Finally realized that having a child with FH is impossible
Just finished yet another argument with FH regarding his permissive parenting. He is simply incapable of telling his teenage kids "no." His version is to say "I would rather that you did not" and let the kids make their own decisions. This, as expected, leads to the kids making appalling decisions and, contrary to his fervent belief, NOT learning life lessons from them because they end up getting what they want with zero consequences.

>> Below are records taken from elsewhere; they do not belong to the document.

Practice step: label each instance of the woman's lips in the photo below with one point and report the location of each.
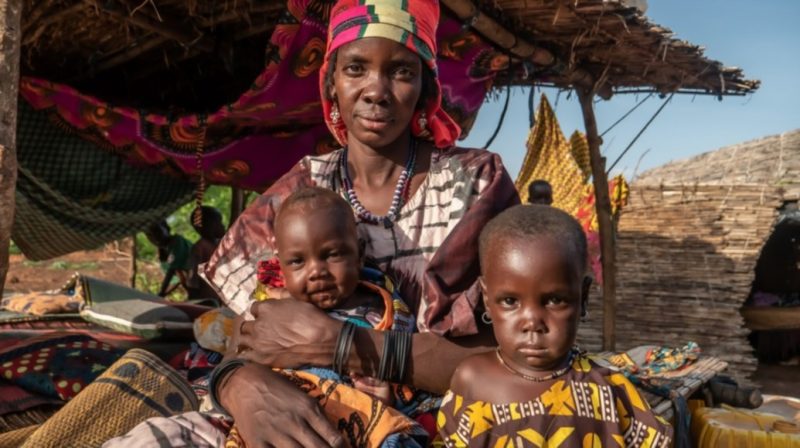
(374, 124)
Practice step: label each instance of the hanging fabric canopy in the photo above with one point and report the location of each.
(565, 165)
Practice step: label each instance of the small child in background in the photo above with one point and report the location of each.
(173, 253)
(320, 261)
(536, 388)
(211, 230)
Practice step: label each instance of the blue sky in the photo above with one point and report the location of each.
(762, 37)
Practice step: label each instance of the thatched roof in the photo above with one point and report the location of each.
(770, 161)
(200, 54)
(686, 258)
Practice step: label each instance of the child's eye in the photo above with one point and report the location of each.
(352, 69)
(404, 73)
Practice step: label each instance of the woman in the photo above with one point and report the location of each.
(420, 204)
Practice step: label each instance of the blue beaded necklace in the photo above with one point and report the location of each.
(400, 195)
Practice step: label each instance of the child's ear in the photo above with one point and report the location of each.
(587, 283)
(484, 295)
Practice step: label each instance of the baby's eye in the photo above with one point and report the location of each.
(508, 301)
(404, 73)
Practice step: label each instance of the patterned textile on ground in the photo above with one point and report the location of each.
(70, 196)
(565, 164)
(56, 365)
(253, 141)
(589, 406)
(136, 387)
(41, 303)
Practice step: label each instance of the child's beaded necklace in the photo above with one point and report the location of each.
(400, 195)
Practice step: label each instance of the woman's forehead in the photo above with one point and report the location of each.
(378, 48)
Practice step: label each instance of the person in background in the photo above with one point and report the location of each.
(536, 385)
(173, 253)
(211, 230)
(540, 192)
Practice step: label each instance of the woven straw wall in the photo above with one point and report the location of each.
(685, 264)
(773, 161)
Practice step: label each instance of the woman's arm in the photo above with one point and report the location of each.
(277, 337)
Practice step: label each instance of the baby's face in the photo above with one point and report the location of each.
(533, 293)
(319, 256)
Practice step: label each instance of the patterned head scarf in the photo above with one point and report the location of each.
(411, 23)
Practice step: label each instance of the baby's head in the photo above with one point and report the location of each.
(318, 249)
(211, 226)
(533, 265)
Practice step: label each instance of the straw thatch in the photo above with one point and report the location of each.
(685, 263)
(199, 54)
(773, 161)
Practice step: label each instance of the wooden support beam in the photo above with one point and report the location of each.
(10, 36)
(467, 11)
(237, 204)
(603, 207)
(189, 38)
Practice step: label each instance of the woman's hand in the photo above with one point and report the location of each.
(288, 334)
(271, 411)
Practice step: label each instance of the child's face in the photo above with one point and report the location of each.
(319, 256)
(533, 291)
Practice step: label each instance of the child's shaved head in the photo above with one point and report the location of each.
(529, 222)
(312, 198)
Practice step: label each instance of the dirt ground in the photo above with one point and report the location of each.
(112, 262)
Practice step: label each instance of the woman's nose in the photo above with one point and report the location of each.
(377, 89)
(319, 268)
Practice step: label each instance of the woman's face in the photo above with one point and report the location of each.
(376, 84)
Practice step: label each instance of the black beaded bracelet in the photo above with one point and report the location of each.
(218, 374)
(344, 342)
(402, 353)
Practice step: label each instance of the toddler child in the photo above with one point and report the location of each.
(320, 261)
(536, 388)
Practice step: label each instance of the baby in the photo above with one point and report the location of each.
(536, 388)
(321, 262)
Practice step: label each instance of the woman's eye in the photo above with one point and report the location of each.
(508, 301)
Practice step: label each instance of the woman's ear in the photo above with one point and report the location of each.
(587, 283)
(484, 295)
(362, 251)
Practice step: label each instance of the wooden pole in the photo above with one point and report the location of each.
(237, 203)
(10, 34)
(603, 207)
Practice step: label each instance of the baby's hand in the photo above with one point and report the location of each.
(380, 390)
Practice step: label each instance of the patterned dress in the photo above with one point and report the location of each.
(589, 406)
(431, 252)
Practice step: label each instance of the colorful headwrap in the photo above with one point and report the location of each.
(409, 22)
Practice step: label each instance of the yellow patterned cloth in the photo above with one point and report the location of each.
(589, 406)
(565, 164)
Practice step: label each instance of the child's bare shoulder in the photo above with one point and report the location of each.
(471, 371)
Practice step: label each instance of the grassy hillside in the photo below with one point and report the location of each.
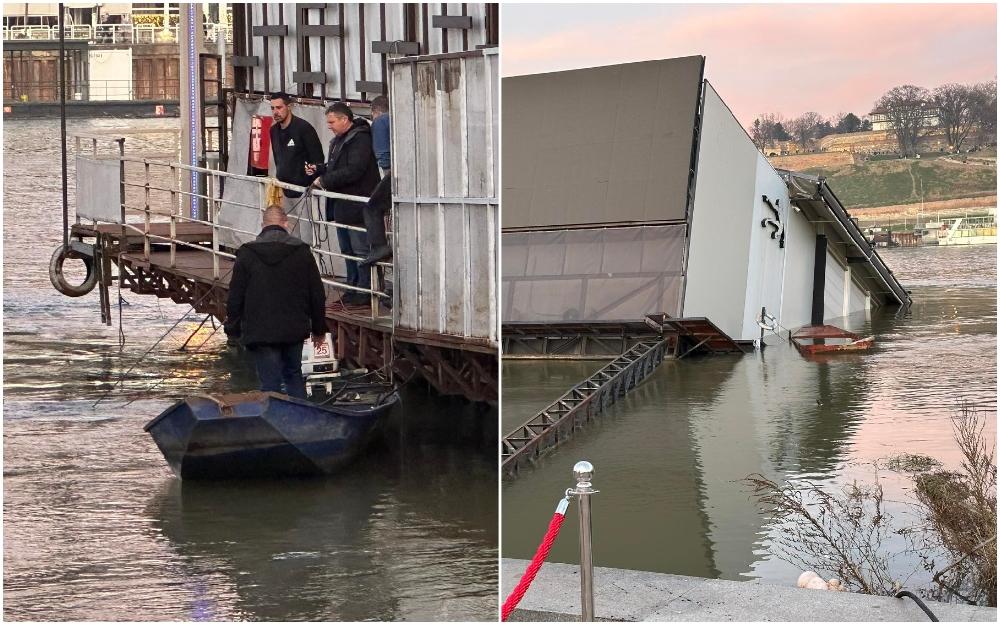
(897, 181)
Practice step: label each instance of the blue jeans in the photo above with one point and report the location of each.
(280, 363)
(344, 239)
(356, 244)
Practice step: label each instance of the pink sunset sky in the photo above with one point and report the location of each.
(780, 58)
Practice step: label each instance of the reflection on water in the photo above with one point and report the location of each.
(97, 528)
(668, 458)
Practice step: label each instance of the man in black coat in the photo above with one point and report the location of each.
(276, 299)
(294, 143)
(351, 169)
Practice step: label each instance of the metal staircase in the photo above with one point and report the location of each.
(582, 403)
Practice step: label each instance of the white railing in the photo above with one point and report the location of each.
(114, 33)
(172, 210)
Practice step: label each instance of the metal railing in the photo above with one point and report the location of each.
(94, 90)
(113, 33)
(169, 186)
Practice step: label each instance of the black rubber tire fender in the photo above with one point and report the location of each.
(58, 279)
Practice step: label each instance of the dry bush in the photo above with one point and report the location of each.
(961, 508)
(839, 534)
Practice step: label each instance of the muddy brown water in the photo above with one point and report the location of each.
(97, 528)
(669, 458)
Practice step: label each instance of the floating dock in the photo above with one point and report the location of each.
(645, 346)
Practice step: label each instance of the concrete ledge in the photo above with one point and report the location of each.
(623, 595)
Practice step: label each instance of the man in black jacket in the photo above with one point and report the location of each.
(276, 299)
(351, 169)
(294, 143)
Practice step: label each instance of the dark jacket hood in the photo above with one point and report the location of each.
(273, 245)
(359, 126)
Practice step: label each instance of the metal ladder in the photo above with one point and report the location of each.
(581, 403)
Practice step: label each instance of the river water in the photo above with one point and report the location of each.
(669, 457)
(95, 526)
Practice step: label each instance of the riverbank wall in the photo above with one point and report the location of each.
(624, 595)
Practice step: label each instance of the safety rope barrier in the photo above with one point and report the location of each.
(536, 562)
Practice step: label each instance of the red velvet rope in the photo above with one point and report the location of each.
(536, 563)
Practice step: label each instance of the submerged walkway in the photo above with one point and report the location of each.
(623, 595)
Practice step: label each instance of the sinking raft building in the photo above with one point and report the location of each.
(632, 189)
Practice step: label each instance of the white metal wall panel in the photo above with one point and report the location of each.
(800, 250)
(98, 189)
(858, 298)
(352, 52)
(833, 291)
(767, 259)
(722, 222)
(444, 118)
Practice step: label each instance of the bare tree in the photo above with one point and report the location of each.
(905, 108)
(984, 110)
(804, 128)
(763, 130)
(758, 134)
(954, 103)
(848, 123)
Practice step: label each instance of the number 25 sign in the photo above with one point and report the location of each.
(323, 350)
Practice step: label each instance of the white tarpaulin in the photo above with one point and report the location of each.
(590, 275)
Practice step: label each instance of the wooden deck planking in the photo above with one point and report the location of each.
(197, 265)
(186, 231)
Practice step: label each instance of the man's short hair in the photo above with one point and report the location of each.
(339, 108)
(380, 104)
(274, 214)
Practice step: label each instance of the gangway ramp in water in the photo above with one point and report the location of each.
(582, 403)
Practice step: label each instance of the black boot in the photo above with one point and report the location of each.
(377, 254)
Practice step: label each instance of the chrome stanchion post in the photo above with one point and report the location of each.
(583, 471)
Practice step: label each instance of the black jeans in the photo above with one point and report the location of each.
(279, 363)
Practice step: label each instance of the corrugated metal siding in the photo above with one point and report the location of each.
(361, 23)
(445, 118)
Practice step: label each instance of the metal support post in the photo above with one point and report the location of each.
(583, 471)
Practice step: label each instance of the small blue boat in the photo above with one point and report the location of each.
(261, 434)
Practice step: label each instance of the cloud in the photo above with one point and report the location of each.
(782, 58)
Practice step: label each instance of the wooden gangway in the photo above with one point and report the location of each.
(581, 403)
(186, 273)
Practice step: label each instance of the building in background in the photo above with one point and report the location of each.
(631, 190)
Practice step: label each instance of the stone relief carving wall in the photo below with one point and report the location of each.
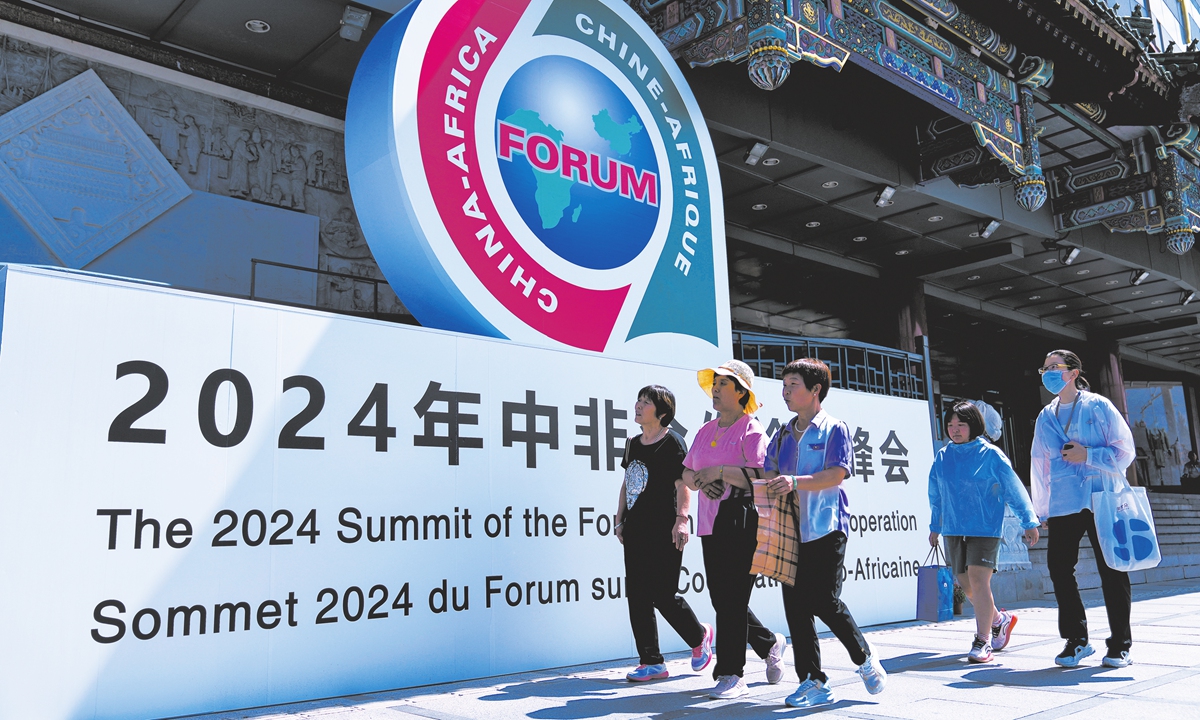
(221, 147)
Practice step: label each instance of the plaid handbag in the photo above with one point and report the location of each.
(779, 543)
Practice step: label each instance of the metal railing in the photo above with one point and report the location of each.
(358, 279)
(852, 365)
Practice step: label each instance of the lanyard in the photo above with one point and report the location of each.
(1071, 417)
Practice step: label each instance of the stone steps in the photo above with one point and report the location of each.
(1177, 525)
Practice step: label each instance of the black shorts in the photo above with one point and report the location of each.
(964, 551)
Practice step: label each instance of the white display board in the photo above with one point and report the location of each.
(214, 504)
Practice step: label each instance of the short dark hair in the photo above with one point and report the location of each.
(813, 372)
(967, 413)
(1073, 363)
(663, 400)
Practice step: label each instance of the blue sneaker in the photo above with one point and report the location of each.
(1074, 652)
(810, 694)
(702, 654)
(647, 672)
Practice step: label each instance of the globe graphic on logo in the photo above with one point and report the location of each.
(592, 191)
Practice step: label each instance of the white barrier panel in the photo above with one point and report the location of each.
(213, 504)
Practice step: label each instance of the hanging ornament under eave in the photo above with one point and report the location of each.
(1179, 235)
(769, 65)
(1031, 187)
(1031, 191)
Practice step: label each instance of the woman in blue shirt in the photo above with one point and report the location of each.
(969, 486)
(1080, 442)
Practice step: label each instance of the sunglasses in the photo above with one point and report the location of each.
(1053, 367)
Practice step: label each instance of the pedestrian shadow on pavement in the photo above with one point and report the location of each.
(1045, 677)
(598, 697)
(569, 687)
(666, 706)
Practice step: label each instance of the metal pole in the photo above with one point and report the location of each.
(929, 389)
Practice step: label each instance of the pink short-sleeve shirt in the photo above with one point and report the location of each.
(743, 445)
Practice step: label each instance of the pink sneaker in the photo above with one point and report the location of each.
(702, 654)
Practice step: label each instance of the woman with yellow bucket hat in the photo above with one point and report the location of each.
(727, 453)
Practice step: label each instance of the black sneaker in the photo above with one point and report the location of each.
(1117, 659)
(1074, 652)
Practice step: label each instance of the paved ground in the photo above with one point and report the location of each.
(929, 679)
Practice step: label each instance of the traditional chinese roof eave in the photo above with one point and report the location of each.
(1098, 55)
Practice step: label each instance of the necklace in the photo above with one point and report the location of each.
(720, 431)
(661, 433)
(1071, 415)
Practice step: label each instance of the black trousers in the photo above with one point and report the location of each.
(729, 553)
(1062, 555)
(652, 574)
(817, 594)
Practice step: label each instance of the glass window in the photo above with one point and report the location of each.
(1158, 417)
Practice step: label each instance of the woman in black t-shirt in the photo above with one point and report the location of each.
(652, 523)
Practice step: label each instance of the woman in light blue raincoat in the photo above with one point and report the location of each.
(1080, 442)
(970, 484)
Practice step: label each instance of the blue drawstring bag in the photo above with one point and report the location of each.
(935, 588)
(1125, 527)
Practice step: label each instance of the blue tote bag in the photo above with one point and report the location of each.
(1126, 527)
(935, 588)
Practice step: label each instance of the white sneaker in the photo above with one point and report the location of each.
(727, 688)
(810, 694)
(775, 659)
(873, 673)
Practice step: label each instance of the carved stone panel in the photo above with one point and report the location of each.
(217, 145)
(81, 173)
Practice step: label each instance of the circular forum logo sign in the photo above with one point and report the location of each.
(539, 171)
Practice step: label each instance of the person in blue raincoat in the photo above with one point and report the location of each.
(1080, 441)
(970, 483)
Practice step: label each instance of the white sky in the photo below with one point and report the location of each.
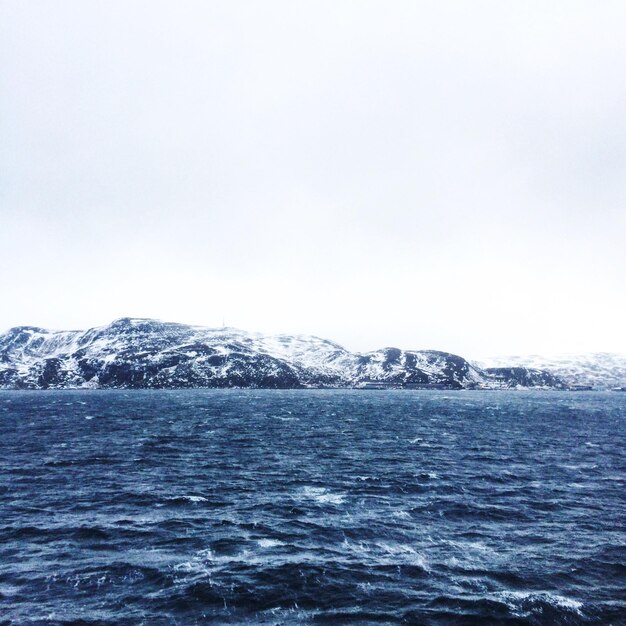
(446, 175)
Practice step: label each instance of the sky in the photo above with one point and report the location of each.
(422, 174)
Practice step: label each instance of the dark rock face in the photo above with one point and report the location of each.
(139, 353)
(525, 377)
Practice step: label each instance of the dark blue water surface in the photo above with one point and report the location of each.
(298, 507)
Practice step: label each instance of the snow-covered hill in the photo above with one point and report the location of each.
(599, 370)
(144, 353)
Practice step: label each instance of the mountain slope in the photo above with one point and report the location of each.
(600, 370)
(143, 353)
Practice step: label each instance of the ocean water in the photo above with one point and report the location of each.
(312, 507)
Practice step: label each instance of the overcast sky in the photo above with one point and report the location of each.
(447, 175)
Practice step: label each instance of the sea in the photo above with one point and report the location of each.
(312, 507)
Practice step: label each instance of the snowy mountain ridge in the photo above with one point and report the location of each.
(146, 353)
(599, 370)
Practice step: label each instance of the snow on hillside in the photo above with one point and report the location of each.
(600, 370)
(144, 353)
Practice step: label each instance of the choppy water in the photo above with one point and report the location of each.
(297, 507)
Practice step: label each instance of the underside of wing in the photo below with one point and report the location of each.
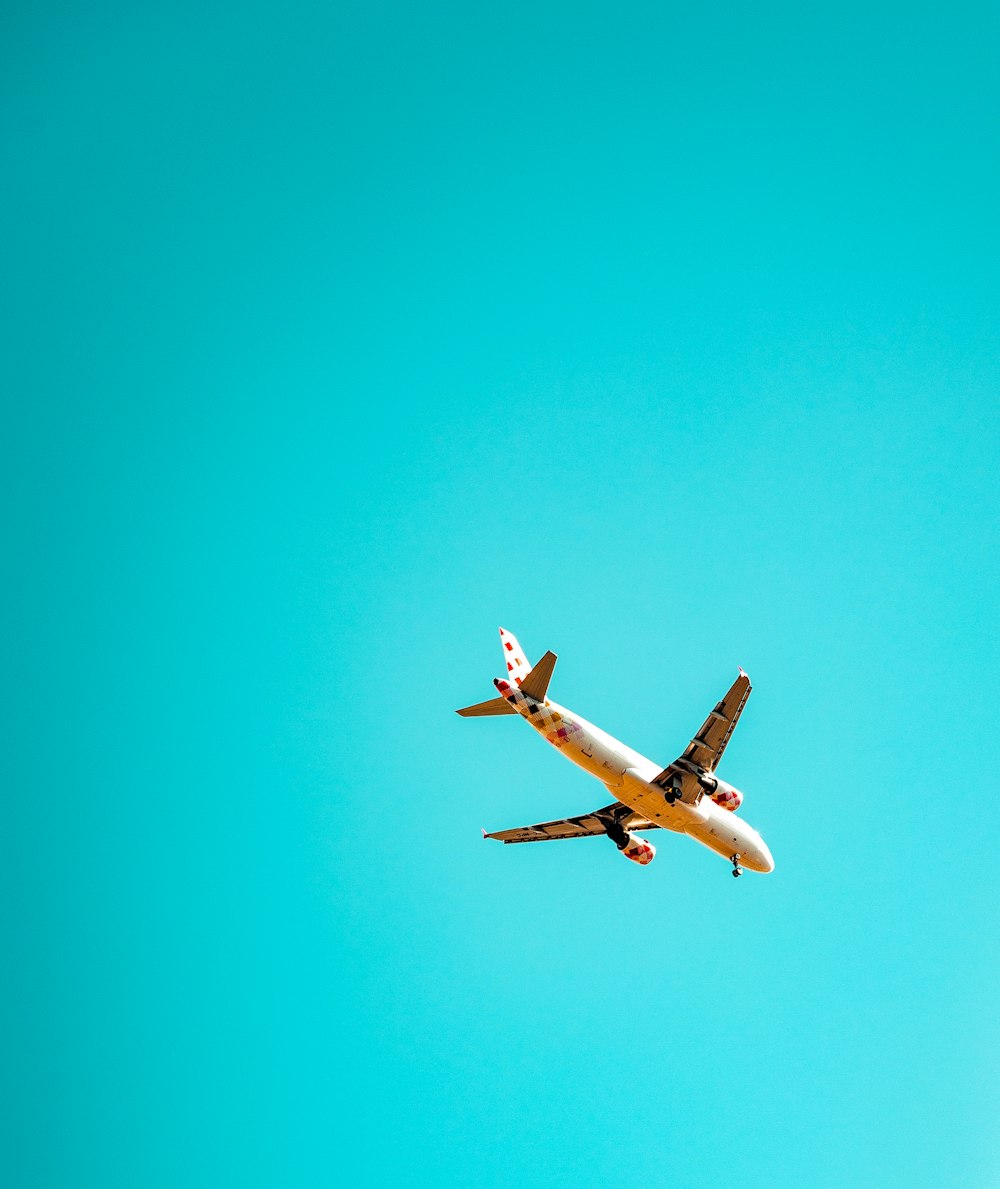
(705, 749)
(583, 826)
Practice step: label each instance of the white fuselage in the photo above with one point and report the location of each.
(629, 777)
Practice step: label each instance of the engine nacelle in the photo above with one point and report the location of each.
(722, 793)
(637, 849)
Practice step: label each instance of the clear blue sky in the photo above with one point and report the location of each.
(334, 337)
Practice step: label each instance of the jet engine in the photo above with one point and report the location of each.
(722, 793)
(637, 849)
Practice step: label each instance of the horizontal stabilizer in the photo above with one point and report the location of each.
(482, 709)
(535, 684)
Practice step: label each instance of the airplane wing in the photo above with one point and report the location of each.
(704, 752)
(582, 826)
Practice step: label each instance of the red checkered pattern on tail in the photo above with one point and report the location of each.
(639, 850)
(517, 664)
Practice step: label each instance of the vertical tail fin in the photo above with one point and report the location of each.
(517, 664)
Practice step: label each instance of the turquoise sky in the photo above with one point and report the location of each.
(334, 337)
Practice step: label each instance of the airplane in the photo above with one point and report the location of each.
(686, 797)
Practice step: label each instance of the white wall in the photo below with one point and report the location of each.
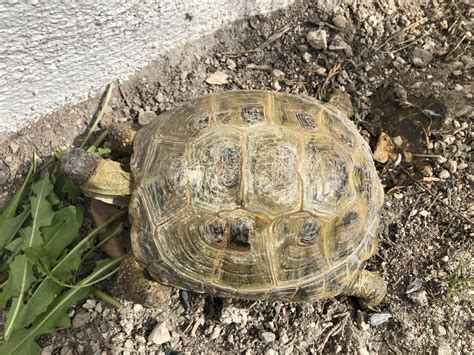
(53, 52)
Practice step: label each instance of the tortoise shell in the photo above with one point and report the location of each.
(256, 195)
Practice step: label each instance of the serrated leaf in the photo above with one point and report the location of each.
(39, 301)
(62, 231)
(22, 341)
(72, 191)
(41, 212)
(20, 279)
(10, 227)
(15, 246)
(21, 272)
(12, 206)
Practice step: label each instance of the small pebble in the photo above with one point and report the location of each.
(268, 337)
(452, 166)
(439, 330)
(398, 195)
(90, 304)
(217, 78)
(137, 308)
(146, 117)
(277, 73)
(424, 213)
(317, 39)
(376, 319)
(444, 174)
(421, 57)
(339, 21)
(419, 298)
(307, 57)
(160, 334)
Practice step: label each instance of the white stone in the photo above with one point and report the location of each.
(111, 40)
(317, 39)
(160, 334)
(444, 174)
(217, 78)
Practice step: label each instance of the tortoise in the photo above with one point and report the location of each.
(247, 194)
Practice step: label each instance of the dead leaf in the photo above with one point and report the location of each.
(217, 78)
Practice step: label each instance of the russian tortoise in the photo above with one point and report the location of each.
(248, 194)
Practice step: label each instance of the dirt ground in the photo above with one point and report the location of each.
(425, 233)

It finally hit me that I do not want to parent with him. It would be a nightmare of me having to be the disciplinarian mom 24/7 in order to balance out his "disney dad/parent as friend" style of parenting. That is no way to live. And besides, any child would naturally gravitate to the fun parent rather than the strict one and I would have a lovely case of PAS in my very own home. Not to mention a child that is a carbon copy of the spoiled rotten entitled children that he has already produced. There is no way in hell I could live with a child of mine turning out that way. I would have to hang my head in shame.
Many people end up raising children with people whose parenting styles do not mesh with theirs. But they had no way of knowing until the children came along. I, however, already know how FH functions as a parent. If I adopted a child with him, I would have only myself to blame for the chaos that would result. So my choice is to stay with him - because I genuinely do love him - and remain childless or leave and either find a man whose parenting style is compatible with mine or be a single mother. Thanks, FH, really. Can't tell you how much I appreciate this side-effect of being with you!